Uma metodologia para a reprodução de sardinhas em cativeiro foi desenvolvida com sucesso por pesquisadores da Universidade Federal de Santa Catarina (UFSC). “Não há criadouros de sardinha no país, apenas captura em alto-mar para uso como alimento ou isca viva para a pesca de atum, processo que resulta em muitas perdas”, diz Cristina Carvalho, pós-doutoranda e participante do projeto chamado Isca Viva, coordenado pelo professor Vinicius Cerqueira, do Laboratório de Piscicultura Marinha (Lapmar) da UFSC. Como resultado do trabalho iniciado em 2009, que envolveu estudos de maturação e reprodução, alimentação e comportamento, cerca de 8 mil sardinhas nascidas e criadas em cativeiro foram transportadas em agosto para tanques-rede no litoral norte de Santa Catarina, onde estão sob os cuidados de pesquisadores da Universidade do Vale do Itajaí (Univali) e serão recolhidas por um barco pesqueiro de atum. O processo de criação começou com a pesca no mar, prosseguiu com a aclimatação dos peixes dentro de tanques no laboratório e a indução de desova.
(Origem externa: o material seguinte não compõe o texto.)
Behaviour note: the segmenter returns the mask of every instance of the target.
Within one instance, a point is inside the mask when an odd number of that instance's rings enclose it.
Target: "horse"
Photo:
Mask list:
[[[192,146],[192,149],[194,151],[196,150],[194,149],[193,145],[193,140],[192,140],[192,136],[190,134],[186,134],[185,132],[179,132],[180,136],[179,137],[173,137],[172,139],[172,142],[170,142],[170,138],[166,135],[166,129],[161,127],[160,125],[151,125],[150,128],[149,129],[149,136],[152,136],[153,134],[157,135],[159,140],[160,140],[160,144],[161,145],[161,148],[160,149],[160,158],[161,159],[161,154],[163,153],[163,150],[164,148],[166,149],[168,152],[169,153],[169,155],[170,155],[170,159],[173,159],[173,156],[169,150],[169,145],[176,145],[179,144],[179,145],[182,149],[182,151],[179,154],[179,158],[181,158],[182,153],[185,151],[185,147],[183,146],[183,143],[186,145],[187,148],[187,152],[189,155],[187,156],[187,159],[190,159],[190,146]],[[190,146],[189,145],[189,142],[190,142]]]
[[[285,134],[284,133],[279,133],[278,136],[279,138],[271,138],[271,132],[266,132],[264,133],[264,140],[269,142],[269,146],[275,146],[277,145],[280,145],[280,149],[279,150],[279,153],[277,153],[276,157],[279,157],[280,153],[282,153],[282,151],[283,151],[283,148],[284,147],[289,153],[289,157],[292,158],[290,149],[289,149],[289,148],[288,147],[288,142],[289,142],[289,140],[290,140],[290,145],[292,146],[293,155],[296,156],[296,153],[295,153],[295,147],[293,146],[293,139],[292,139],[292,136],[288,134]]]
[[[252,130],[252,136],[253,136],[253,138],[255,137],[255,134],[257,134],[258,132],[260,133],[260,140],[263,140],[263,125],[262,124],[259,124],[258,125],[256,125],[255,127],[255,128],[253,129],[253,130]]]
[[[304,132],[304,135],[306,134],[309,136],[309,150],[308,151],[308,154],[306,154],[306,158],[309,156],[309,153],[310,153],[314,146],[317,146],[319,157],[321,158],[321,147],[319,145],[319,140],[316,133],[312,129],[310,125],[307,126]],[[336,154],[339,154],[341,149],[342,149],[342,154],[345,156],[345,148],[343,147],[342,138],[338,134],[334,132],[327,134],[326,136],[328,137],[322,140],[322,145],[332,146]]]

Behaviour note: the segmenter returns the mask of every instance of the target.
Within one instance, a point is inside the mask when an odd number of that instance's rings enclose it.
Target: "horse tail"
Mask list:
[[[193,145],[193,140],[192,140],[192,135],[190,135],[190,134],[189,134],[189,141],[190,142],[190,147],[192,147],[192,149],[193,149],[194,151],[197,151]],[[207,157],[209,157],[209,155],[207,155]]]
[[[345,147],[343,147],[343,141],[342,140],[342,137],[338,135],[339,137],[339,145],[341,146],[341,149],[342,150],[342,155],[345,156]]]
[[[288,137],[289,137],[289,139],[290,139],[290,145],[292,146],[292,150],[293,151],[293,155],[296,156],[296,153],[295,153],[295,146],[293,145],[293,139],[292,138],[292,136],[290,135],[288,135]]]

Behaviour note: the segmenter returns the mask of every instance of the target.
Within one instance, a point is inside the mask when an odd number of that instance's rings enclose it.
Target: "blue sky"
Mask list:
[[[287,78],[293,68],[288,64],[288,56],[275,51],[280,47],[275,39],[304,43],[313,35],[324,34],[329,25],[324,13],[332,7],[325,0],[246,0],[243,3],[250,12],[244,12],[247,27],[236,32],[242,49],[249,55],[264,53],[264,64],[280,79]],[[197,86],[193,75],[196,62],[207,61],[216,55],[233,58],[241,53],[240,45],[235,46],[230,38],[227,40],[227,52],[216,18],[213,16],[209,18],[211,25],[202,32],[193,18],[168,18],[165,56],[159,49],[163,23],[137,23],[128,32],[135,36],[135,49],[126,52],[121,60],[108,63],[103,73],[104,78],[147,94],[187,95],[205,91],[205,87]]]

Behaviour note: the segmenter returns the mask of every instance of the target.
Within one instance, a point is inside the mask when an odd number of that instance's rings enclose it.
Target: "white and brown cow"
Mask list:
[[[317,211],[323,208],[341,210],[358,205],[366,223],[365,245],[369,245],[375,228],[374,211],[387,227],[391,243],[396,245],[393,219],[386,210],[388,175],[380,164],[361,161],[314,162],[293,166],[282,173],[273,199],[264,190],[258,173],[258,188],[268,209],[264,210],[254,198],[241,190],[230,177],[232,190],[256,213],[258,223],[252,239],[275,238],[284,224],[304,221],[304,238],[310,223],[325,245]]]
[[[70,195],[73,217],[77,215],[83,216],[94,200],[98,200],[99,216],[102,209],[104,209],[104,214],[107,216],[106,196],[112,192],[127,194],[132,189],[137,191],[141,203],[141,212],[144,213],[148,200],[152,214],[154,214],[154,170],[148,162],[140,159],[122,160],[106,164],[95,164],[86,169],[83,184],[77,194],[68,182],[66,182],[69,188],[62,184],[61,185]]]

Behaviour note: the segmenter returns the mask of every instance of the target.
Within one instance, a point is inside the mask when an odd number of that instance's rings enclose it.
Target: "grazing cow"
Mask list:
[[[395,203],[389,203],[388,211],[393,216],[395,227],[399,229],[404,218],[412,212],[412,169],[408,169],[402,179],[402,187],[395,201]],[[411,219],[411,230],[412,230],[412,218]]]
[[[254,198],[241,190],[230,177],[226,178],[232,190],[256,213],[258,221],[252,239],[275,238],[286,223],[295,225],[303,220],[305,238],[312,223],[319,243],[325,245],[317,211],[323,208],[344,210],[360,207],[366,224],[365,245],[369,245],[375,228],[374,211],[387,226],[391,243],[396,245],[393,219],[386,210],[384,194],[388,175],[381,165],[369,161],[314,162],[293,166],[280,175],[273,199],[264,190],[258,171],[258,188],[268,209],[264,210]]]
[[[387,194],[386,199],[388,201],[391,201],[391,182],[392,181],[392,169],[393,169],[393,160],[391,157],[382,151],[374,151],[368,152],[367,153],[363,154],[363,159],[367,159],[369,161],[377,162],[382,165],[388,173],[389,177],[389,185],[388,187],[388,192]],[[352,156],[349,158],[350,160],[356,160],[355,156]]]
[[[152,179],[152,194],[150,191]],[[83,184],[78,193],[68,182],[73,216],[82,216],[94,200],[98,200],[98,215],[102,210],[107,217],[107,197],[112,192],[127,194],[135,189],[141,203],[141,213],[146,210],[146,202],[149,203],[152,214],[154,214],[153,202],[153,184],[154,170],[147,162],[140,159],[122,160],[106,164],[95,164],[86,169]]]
Quando se encontram na forma de larva, logo após o nascimento, elas comem rotíferos, um tipo de verme de água doce, e artêmias, um minicrustáceo. Na fase adulta, ração comercial. Com cerca de 30 a 40 dias já atingem cerca de 5 centímetros, tamanho mínimo para servir de isca viva. São parceiros no projeto a Univali e o Centro de Pesquisa e Gestão de Recursos Pesqueiros do Litoral Sudeste e Sul (Cepsul).